I have two dataframes of which a subset is shown below:
df1:
bo_beheerobjectsoort IH_onderdeel_naam IH_materiaal
1916 Duiker Voegovergang bitumen
1917 Duiker Voegovergang bitumen
1918 Duiker Voegovergang staal
1919 Duiker Voegovergang nan
1920 Duiker Voegovergang staal geconserveerd
df2:
GUID Objecttype (Element) sam. Objecttype (Element) sam. Materiesoort GUID Objecttype (Element) Objecttype (Element) GUID Objecttype (Beheerobject) Objecttype (Beheerobject)
12 196ed841-8791-ed11-b699-001dd8d7027d Voegovergangsysteem|kunststof,-|flexibele voegovergang 4.2c kunststof f26cd841-8791-ed11-b699-001dd8d7027d Voegovergangsysteem 39e6e058-e301-ed11-b691-001dd8d70290 Duiker
13 976ed841-8791-ed11-b699-001dd8d7027d Voegovergangsysteem|bitumen,-|integraalvoegovergang 6.1 bitumen f26cd841-8791-ed11-b699-001dd8d7027d Voegovergangsysteem 39e6e058-e301-ed11-b691-001dd8d70290 Duiker
14 c16ed841-8791-ed11-b699-001dd8d7027d Voegovergangsysteem|staal,-|open voegovergang staal f26cd841-8791-ed11-b699-001dd8d7027d Voegovergangsysteem 39e6e058-e301-ed11-b691-001dd8d70290 Duiker
I want to merge the two dataframes based on multiple columns. For df1 this would be on: bo_beheerobjectsoort, IH_onderdeel_naam, IH_materiaal. For df 2 this would be on: Objecttype (Beheerobject), Objecttype (Element), Materiesoort.
The problem is that the values in the columns are not completely similar, resulting in a no match. Especially when mergeing IH_onderdeel_naam, IH_materiaal and Objecttype (Element), Materiesoort. Also when no value is stated in a row for column "IH_materiaal" the corresponding GUID of objecttype (element) should be stated instead of GUID Objecttype (Element) sam.
I want the result to be like:
bo_beheerobjectsoort IH_onderdeel_naam IH_materiaal GUID Objecttype (Element) sam. GUID Objecttype (Element)

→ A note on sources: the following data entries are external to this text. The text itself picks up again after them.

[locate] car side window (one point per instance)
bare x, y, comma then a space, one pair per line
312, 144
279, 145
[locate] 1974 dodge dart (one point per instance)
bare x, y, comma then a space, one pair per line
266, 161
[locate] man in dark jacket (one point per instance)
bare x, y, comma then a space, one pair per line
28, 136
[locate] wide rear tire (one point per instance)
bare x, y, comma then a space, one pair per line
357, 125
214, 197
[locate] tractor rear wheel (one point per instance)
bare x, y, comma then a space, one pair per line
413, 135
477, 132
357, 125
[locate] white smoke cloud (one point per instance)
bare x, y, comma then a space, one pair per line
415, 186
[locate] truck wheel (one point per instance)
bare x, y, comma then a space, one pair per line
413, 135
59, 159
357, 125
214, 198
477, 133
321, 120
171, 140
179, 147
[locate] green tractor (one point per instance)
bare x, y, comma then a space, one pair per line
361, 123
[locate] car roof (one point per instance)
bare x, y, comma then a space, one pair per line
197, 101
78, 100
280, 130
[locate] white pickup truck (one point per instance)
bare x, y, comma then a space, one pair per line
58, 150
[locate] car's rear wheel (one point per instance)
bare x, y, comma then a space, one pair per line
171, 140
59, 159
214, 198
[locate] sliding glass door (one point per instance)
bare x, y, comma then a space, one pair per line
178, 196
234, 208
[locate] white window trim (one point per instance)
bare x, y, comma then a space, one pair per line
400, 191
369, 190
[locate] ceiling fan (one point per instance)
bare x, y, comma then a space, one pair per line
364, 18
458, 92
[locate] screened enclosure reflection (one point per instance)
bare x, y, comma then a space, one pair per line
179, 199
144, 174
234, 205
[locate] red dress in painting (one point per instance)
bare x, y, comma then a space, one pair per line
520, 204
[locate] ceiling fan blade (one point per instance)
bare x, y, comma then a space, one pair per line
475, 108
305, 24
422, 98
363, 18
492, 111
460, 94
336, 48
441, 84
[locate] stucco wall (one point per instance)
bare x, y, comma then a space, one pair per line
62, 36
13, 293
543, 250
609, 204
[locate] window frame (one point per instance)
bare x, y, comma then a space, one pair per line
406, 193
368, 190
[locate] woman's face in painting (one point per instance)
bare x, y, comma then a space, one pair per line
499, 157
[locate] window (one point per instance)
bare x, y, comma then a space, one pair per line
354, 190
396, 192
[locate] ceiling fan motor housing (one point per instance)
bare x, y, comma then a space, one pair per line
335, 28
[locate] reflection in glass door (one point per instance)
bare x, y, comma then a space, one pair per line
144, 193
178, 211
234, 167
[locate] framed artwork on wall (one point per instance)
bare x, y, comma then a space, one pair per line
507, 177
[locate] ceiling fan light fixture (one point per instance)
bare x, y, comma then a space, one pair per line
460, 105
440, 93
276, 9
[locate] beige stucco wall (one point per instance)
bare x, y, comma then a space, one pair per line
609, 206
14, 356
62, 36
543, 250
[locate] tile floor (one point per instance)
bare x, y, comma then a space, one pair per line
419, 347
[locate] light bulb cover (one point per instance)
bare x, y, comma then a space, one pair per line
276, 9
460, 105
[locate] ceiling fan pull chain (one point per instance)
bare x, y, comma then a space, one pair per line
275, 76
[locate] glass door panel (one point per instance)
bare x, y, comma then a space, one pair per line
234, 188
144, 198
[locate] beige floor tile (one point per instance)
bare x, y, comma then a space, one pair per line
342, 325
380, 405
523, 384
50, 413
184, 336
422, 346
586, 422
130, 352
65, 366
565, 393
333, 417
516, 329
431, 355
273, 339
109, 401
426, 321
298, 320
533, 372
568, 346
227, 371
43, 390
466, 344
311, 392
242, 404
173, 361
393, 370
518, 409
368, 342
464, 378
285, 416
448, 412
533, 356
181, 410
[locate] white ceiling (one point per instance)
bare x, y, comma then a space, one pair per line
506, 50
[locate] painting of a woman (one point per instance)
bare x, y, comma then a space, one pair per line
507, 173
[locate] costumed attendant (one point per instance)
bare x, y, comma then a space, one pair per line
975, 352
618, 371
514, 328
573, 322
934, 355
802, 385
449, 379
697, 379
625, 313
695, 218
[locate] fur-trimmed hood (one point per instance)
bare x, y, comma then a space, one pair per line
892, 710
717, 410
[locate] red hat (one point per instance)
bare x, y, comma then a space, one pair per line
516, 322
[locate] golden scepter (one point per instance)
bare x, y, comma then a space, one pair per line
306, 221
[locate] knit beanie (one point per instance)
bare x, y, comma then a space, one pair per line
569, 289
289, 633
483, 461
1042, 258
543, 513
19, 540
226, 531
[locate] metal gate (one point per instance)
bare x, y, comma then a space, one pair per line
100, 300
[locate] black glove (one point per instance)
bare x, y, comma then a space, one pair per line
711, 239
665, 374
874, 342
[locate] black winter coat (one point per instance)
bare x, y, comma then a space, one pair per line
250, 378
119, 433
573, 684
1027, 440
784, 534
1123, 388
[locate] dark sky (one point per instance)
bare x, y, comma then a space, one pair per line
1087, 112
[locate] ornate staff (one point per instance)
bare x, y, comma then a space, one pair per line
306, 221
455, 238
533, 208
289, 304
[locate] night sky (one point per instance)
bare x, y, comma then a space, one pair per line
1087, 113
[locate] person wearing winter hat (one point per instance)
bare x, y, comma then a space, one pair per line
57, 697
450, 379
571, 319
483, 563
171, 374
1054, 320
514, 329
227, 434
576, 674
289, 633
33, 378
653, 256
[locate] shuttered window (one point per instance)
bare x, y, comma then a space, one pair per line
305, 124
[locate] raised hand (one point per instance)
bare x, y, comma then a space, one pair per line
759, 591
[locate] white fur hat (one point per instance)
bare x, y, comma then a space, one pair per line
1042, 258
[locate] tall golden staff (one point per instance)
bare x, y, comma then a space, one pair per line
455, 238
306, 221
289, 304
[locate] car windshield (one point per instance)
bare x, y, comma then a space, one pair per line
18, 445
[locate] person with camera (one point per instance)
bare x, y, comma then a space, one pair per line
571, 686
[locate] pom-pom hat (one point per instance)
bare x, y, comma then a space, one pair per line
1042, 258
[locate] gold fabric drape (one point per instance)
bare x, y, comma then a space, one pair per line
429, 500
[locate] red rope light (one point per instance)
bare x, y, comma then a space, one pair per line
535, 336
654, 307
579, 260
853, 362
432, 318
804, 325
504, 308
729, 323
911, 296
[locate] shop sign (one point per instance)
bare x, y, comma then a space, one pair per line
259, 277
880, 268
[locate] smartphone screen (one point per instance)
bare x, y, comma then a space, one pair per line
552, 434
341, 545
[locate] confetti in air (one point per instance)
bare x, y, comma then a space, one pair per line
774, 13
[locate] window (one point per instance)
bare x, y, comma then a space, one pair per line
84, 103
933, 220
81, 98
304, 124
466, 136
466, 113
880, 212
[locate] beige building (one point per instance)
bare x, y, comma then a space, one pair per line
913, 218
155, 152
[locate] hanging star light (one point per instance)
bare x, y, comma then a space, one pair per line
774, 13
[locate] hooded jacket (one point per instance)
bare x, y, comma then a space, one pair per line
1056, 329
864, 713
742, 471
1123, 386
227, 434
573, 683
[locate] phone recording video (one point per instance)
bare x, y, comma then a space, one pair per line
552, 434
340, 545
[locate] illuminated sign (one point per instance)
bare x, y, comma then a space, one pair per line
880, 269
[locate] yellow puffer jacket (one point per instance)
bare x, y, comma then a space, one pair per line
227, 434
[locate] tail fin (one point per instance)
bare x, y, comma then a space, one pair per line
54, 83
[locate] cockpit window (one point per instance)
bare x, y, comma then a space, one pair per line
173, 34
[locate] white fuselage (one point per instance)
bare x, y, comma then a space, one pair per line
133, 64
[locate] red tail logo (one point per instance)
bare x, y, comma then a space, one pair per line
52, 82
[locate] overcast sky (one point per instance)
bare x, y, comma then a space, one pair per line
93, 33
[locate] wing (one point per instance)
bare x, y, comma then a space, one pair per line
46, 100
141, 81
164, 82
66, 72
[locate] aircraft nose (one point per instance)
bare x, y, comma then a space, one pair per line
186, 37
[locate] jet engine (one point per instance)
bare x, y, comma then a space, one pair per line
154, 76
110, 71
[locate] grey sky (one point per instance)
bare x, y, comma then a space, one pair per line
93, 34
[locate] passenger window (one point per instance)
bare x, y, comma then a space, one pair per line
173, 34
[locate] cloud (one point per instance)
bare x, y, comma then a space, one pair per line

Duiker Voegovergang bitumen 976ed841-8791-ed11-b699-001dd8d7027d nan
Duiker Voegovergang bitumen 976ed841-8791-ed11-b699-001dd8d7027d nan
Duiker Voegovergang staal c16ed841-8791-ed11-b699-001dd8d7027d nan
Duiker Voegovergang nan nan f26cd841-8791-ed11-b699-001dd8d7027d
Duiker Voegovergang staal geconserveerd c16ed841-8791-ed11-b699-001dd8d7027d nan
I tried to obtain the above result with the following code, but without luck
Code
from fuzzywuzzy import fuzz
from fuzzywuzzy import process
beheerobject = ["Duiker", "Onderdoorgang", "Verzorgingsplaats", "Viaduct", "Weg"]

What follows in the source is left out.